Since upgrading to 10.6.1, we have seen instances of machines in our ArcGIS Server site crashing (its not always the same machine). After doing some deep diving into the logs and ArcGIS Monitor, we are seeing spikes in the available memory (going from 5GB available to almost the full 32GB). Usually these are just spikes, but on occasion we see the available memory flatline until we go in and restart the service on the server. These spikes I have correlated with warnings of the machine synchronizing with the site. When this happens, it typically stops all the services and brings them all back up, which appears to be what synchronizing with the site does. The issue seems to be when one of the SOC processes hangs, killing this process (or restarting the ArcGIS Server service) brings the machine back online. Unfortunately it is never the same map service that is hanging.
I do have a premium support ticket open for this, but wanted to see if anyone else has experienced this. Premium support's recommendation was to increase the number of cores on both servers, which was done, but we continue to see the crashing.
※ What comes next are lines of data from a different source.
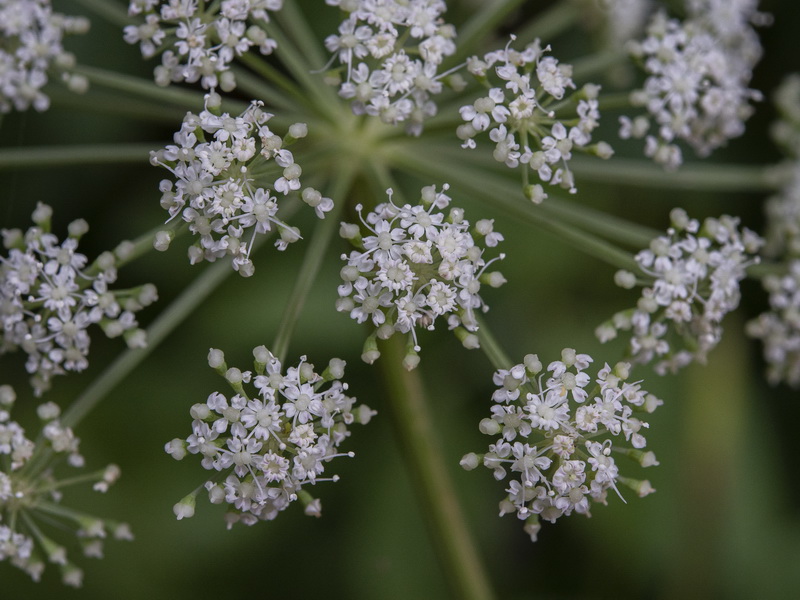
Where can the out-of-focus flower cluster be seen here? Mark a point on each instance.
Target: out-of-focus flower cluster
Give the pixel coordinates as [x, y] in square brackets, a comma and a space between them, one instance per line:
[779, 327]
[30, 495]
[273, 443]
[199, 39]
[559, 434]
[50, 295]
[698, 73]
[31, 51]
[414, 264]
[533, 119]
[691, 281]
[391, 52]
[226, 169]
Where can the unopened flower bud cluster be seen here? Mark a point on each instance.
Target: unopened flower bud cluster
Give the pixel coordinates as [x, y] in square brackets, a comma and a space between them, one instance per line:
[521, 119]
[415, 264]
[390, 54]
[779, 327]
[559, 433]
[199, 39]
[698, 73]
[31, 52]
[30, 497]
[267, 446]
[227, 170]
[50, 295]
[690, 279]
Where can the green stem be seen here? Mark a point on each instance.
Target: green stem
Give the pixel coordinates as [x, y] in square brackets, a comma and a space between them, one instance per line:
[109, 10]
[147, 89]
[310, 267]
[507, 196]
[491, 347]
[621, 100]
[296, 24]
[108, 102]
[696, 177]
[550, 23]
[598, 62]
[425, 461]
[259, 89]
[174, 315]
[63, 156]
[480, 25]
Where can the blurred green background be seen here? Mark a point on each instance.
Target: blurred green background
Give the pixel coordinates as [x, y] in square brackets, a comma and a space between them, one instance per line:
[724, 523]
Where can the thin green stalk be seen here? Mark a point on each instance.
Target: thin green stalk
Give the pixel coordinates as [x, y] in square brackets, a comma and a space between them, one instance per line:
[64, 156]
[167, 321]
[147, 89]
[423, 457]
[491, 347]
[696, 177]
[263, 91]
[480, 24]
[507, 196]
[600, 223]
[112, 12]
[324, 98]
[311, 264]
[621, 100]
[296, 24]
[550, 23]
[111, 103]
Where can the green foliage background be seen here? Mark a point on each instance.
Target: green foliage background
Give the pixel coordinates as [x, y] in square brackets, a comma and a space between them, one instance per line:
[724, 523]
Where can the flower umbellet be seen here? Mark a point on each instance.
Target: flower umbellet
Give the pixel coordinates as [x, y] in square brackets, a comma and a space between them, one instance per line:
[690, 280]
[560, 432]
[229, 171]
[268, 446]
[413, 265]
[199, 40]
[30, 496]
[32, 52]
[536, 117]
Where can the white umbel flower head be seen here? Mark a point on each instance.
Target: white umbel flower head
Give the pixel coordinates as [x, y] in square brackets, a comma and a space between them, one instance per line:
[413, 265]
[269, 445]
[30, 496]
[559, 435]
[50, 297]
[31, 53]
[698, 73]
[198, 40]
[229, 172]
[390, 53]
[690, 280]
[520, 119]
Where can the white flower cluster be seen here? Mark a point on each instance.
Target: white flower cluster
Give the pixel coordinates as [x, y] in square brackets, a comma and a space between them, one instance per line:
[220, 162]
[779, 328]
[521, 119]
[558, 433]
[413, 265]
[199, 39]
[691, 281]
[273, 443]
[392, 51]
[697, 85]
[31, 49]
[50, 295]
[31, 497]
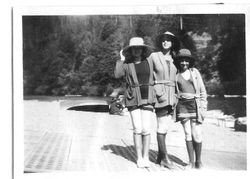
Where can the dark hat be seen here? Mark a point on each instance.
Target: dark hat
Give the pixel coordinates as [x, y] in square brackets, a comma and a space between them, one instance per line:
[173, 38]
[136, 42]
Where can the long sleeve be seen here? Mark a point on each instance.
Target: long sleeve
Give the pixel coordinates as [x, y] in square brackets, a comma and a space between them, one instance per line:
[119, 69]
[203, 93]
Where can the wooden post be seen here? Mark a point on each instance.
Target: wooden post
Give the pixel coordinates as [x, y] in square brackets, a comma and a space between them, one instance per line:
[181, 22]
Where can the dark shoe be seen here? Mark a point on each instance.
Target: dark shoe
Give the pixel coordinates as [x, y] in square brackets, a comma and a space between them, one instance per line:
[198, 165]
[159, 158]
[167, 163]
[190, 166]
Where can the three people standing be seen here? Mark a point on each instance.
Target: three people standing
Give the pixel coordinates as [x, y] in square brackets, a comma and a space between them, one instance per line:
[152, 82]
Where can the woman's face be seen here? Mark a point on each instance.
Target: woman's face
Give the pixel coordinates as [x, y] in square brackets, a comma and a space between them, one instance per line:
[136, 51]
[184, 64]
[166, 43]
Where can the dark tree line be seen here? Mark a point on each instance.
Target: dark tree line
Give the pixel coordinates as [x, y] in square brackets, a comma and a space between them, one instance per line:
[76, 54]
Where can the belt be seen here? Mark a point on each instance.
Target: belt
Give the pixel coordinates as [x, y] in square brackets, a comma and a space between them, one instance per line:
[139, 85]
[166, 82]
[187, 96]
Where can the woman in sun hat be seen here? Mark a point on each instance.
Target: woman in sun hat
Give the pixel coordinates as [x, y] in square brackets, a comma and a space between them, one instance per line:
[191, 106]
[164, 77]
[139, 95]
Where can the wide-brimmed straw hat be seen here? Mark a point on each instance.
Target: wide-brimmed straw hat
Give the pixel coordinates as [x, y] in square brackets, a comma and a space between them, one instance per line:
[136, 42]
[185, 53]
[174, 39]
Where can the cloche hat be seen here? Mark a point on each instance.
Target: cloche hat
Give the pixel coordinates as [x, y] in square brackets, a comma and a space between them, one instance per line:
[184, 53]
[174, 39]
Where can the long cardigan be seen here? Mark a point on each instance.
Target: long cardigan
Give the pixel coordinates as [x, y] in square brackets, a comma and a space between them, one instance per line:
[164, 77]
[200, 95]
[133, 94]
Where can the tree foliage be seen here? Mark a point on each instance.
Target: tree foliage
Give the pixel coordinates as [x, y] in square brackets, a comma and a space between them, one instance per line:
[65, 55]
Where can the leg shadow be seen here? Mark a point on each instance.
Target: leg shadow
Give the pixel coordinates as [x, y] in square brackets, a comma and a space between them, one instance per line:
[153, 157]
[127, 152]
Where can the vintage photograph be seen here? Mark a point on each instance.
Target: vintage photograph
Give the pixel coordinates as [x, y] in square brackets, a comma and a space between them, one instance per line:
[119, 92]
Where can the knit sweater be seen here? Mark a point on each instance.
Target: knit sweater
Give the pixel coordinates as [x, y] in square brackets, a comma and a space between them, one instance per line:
[164, 77]
[133, 94]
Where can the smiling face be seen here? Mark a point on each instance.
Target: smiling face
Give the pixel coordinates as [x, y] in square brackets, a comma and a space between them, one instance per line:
[184, 64]
[166, 43]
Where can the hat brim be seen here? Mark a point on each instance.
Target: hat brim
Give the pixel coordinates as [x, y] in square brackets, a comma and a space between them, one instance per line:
[179, 57]
[126, 49]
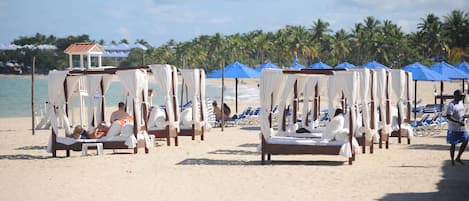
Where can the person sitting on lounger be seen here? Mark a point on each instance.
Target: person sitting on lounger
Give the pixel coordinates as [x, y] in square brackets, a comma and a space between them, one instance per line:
[120, 113]
[80, 133]
[217, 110]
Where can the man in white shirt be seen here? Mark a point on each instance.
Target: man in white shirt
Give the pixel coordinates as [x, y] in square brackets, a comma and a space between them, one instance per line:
[456, 127]
[120, 113]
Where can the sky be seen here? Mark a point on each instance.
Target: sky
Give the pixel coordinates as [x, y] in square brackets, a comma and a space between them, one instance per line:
[158, 21]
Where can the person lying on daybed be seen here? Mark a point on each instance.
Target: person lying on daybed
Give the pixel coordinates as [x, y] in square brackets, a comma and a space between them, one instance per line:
[80, 133]
[102, 129]
[120, 113]
[335, 128]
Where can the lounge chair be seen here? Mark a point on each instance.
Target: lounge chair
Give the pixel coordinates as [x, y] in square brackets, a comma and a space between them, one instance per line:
[272, 144]
[166, 76]
[194, 125]
[62, 82]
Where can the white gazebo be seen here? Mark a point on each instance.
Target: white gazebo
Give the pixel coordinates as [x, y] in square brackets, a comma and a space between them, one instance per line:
[82, 49]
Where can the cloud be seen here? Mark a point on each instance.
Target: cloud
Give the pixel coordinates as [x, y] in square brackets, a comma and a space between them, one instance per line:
[404, 13]
[123, 32]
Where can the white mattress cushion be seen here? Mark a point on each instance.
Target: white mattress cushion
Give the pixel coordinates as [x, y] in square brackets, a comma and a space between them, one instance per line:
[115, 129]
[186, 117]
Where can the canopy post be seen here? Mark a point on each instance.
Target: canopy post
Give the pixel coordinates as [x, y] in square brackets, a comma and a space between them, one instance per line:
[441, 92]
[236, 95]
[222, 108]
[415, 101]
[33, 123]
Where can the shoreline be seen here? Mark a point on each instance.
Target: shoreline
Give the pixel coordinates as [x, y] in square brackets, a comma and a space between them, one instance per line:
[225, 166]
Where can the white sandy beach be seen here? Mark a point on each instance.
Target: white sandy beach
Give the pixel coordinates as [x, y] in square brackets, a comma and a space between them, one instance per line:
[226, 166]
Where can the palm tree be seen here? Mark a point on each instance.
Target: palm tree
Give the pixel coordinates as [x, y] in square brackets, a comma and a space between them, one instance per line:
[340, 45]
[319, 28]
[431, 33]
[455, 28]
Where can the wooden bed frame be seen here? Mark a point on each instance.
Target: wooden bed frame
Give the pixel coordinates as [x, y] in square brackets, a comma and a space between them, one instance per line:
[77, 146]
[401, 132]
[362, 140]
[166, 133]
[290, 149]
[192, 132]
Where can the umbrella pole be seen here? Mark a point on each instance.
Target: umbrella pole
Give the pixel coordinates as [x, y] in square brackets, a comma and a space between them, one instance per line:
[415, 101]
[182, 95]
[236, 95]
[222, 93]
[32, 96]
[463, 92]
[441, 92]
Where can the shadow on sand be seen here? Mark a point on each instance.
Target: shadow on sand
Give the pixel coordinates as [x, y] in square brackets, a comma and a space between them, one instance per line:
[453, 186]
[234, 152]
[23, 157]
[35, 147]
[436, 147]
[206, 161]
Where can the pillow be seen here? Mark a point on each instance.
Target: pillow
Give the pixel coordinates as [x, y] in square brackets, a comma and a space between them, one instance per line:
[186, 117]
[152, 118]
[128, 119]
[115, 129]
[127, 130]
[334, 126]
[341, 135]
[159, 117]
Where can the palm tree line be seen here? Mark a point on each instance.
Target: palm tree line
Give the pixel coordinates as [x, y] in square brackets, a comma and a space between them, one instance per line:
[437, 39]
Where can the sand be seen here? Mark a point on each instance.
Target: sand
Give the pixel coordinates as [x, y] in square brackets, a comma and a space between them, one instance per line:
[226, 166]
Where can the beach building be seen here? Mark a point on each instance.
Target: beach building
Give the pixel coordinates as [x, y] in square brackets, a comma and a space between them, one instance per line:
[84, 49]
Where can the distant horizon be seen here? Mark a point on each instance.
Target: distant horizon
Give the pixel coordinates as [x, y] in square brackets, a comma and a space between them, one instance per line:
[159, 21]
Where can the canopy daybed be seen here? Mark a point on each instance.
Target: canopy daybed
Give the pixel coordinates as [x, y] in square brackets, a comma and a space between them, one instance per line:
[275, 142]
[62, 85]
[193, 119]
[401, 81]
[168, 127]
[366, 120]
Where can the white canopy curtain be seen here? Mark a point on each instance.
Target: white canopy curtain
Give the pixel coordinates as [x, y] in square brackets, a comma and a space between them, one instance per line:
[164, 78]
[202, 97]
[56, 95]
[106, 82]
[399, 89]
[309, 92]
[382, 89]
[269, 85]
[134, 81]
[92, 86]
[192, 81]
[287, 89]
[364, 101]
[346, 83]
[402, 91]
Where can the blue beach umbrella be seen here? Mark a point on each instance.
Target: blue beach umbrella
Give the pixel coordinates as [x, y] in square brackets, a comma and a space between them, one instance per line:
[448, 70]
[297, 66]
[319, 65]
[266, 65]
[345, 65]
[375, 64]
[235, 70]
[422, 73]
[464, 66]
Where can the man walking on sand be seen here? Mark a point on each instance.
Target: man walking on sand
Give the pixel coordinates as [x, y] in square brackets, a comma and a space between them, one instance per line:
[456, 128]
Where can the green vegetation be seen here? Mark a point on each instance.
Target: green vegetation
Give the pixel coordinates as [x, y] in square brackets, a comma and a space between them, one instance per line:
[445, 38]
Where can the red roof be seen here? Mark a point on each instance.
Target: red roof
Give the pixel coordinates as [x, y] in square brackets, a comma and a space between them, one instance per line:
[81, 47]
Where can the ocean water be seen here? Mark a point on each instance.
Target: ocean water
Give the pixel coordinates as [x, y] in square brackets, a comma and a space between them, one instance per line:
[15, 94]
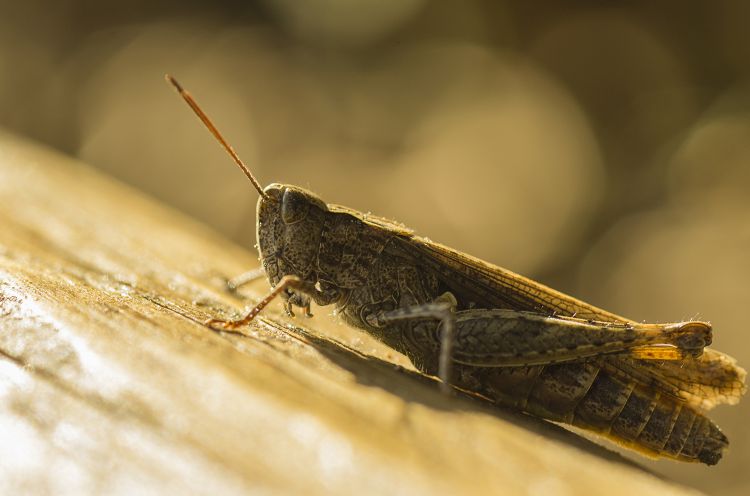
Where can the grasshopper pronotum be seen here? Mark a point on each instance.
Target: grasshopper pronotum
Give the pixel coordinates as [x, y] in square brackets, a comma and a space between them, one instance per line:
[485, 329]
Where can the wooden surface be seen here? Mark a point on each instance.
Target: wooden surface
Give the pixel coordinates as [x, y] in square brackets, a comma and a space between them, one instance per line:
[110, 384]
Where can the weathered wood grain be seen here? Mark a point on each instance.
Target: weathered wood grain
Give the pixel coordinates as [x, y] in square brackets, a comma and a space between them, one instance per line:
[109, 383]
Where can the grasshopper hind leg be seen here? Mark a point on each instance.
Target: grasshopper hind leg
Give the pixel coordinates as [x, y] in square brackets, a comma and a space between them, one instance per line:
[442, 309]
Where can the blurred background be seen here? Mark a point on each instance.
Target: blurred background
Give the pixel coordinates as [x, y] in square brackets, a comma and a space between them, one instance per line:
[600, 147]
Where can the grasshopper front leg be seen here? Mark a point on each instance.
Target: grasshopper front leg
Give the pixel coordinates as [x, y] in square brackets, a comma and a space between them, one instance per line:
[286, 282]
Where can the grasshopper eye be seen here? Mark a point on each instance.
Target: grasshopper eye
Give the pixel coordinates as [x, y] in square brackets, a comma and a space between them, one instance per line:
[294, 206]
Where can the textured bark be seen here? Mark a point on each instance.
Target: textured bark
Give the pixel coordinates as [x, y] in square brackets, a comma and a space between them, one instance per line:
[109, 382]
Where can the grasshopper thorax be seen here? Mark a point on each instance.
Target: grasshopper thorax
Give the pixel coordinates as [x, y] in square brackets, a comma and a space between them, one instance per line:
[289, 228]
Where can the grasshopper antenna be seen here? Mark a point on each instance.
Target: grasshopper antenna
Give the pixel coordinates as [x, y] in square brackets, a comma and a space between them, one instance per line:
[211, 127]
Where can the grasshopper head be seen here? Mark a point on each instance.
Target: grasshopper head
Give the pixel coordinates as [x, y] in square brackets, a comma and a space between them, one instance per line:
[289, 228]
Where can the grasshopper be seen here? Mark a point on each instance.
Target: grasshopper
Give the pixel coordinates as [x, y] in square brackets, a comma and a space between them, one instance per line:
[487, 330]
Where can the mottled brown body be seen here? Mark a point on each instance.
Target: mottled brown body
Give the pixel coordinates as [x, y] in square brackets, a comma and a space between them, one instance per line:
[366, 266]
[508, 338]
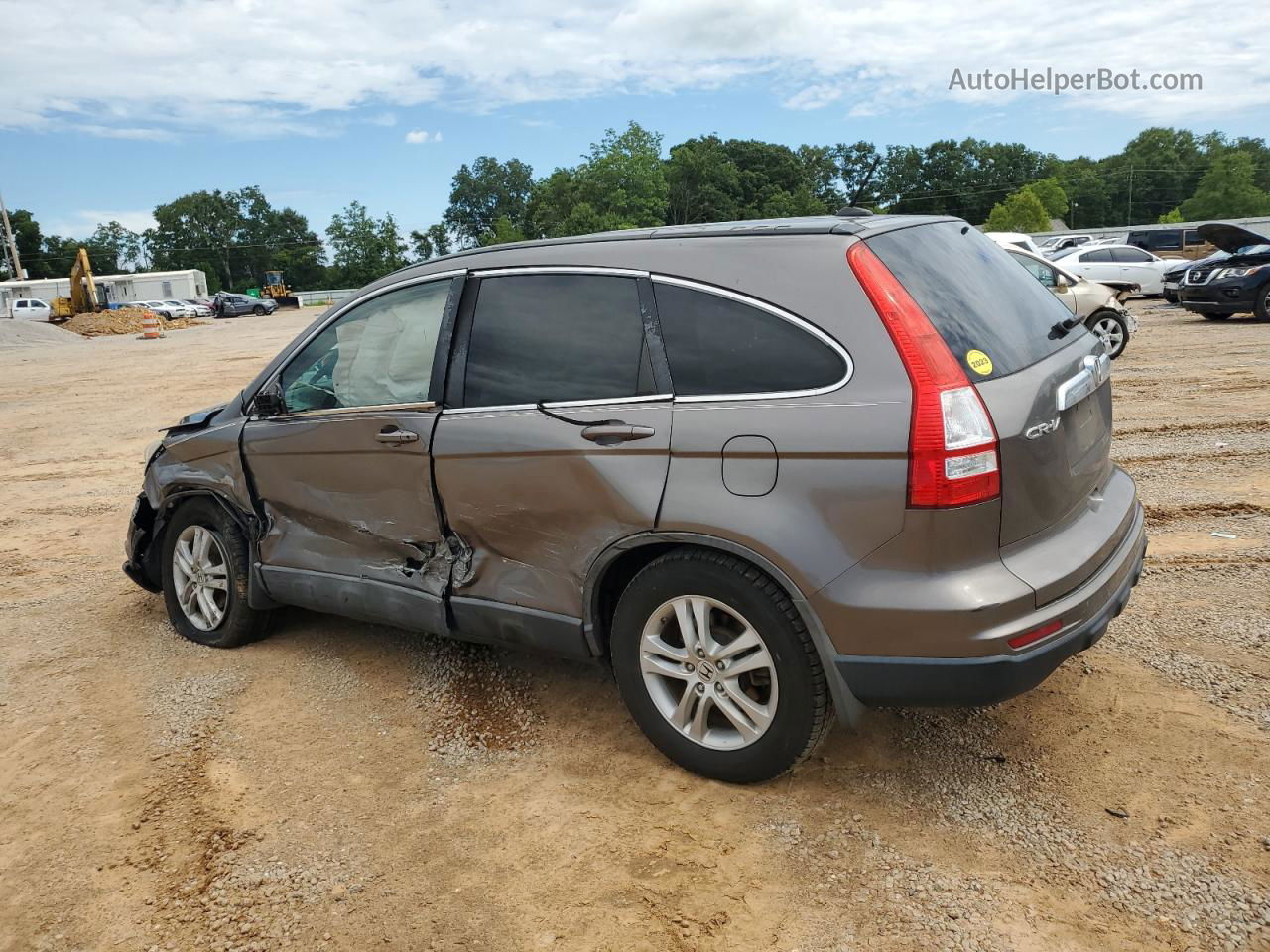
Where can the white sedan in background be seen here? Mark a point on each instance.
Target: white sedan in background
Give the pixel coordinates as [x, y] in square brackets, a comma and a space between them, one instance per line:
[1118, 266]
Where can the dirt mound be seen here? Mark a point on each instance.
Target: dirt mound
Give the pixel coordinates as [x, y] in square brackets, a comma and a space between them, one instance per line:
[126, 320]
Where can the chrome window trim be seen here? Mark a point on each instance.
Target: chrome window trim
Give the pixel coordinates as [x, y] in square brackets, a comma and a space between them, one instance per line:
[561, 404]
[414, 407]
[558, 270]
[335, 315]
[807, 326]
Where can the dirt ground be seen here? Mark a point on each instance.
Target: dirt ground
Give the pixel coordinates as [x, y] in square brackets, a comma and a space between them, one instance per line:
[347, 785]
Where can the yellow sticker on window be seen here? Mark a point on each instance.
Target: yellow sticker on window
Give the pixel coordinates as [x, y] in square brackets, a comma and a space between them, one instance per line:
[978, 362]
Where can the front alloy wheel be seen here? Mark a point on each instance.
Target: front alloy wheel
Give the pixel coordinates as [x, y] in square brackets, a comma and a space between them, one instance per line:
[717, 667]
[1112, 331]
[708, 671]
[199, 572]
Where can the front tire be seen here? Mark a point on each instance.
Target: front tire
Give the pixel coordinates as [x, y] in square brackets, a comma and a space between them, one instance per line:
[1114, 331]
[204, 576]
[1262, 308]
[717, 669]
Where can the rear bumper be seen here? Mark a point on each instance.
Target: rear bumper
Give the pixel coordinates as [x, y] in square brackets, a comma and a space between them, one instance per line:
[1229, 296]
[948, 682]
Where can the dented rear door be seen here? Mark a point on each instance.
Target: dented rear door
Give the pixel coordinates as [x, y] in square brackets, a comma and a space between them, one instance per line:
[536, 494]
[344, 477]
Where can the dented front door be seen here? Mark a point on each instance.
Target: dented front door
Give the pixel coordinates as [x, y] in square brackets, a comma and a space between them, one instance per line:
[343, 476]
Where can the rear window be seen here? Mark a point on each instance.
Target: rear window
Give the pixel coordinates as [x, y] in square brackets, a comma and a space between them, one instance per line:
[975, 296]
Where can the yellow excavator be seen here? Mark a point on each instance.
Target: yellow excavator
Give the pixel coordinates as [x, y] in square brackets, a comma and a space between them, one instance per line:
[276, 287]
[82, 298]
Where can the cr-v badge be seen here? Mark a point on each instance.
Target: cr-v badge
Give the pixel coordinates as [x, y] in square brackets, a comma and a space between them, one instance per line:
[1043, 429]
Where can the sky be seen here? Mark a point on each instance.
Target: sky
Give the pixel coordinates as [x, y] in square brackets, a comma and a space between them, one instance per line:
[324, 102]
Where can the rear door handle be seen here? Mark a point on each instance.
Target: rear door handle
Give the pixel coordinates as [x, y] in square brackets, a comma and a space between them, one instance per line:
[610, 433]
[397, 436]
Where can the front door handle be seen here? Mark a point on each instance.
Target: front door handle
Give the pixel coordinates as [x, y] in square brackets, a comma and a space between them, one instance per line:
[397, 436]
[616, 431]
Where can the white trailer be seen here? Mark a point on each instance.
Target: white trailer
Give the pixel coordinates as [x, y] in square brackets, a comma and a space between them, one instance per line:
[112, 289]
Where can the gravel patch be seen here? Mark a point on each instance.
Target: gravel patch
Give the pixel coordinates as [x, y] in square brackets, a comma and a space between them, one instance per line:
[476, 706]
[190, 710]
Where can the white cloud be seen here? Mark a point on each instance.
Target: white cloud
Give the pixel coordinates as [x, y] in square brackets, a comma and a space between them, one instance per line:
[816, 96]
[81, 223]
[322, 59]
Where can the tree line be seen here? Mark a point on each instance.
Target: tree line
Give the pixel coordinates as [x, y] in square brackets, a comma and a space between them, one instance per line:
[626, 180]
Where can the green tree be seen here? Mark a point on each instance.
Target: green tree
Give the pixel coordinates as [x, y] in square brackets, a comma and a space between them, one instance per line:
[432, 243]
[363, 248]
[620, 184]
[702, 182]
[483, 193]
[1227, 190]
[113, 249]
[1023, 211]
[858, 172]
[502, 231]
[1052, 197]
[236, 236]
[31, 245]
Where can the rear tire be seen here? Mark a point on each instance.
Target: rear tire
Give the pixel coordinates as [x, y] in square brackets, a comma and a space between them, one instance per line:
[204, 576]
[1112, 329]
[744, 703]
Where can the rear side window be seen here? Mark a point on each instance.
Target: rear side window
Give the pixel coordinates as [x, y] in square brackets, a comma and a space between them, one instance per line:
[974, 295]
[557, 336]
[1127, 255]
[716, 345]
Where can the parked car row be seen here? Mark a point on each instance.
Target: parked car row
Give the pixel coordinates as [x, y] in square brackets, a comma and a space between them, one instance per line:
[1091, 302]
[1234, 281]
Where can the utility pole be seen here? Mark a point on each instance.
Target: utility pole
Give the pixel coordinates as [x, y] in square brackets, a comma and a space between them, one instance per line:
[1129, 213]
[10, 244]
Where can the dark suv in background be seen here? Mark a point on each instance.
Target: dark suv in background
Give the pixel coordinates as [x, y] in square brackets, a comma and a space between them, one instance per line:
[765, 470]
[1237, 284]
Since we are coming from 10.3.1, I am not familiar with the new optimized app server architecture that was introduced at 10.6. I am thinking the synchronizing with site function was part of this. I have not found any documentation or anything into the logs as to when or why the server needs to synchronize with the site.
Some details on the site:
10.6.1 ArcGIS Server running on 7.5 RHEL
32GB RAM and 6 CPU cores
Federated with Portal as the hosting server
Running about 52 map image services (currently no hosted feature services yet)
There are no reports of synchronizing during the night or weekends, so it is definitely happening when there is heavy traffic.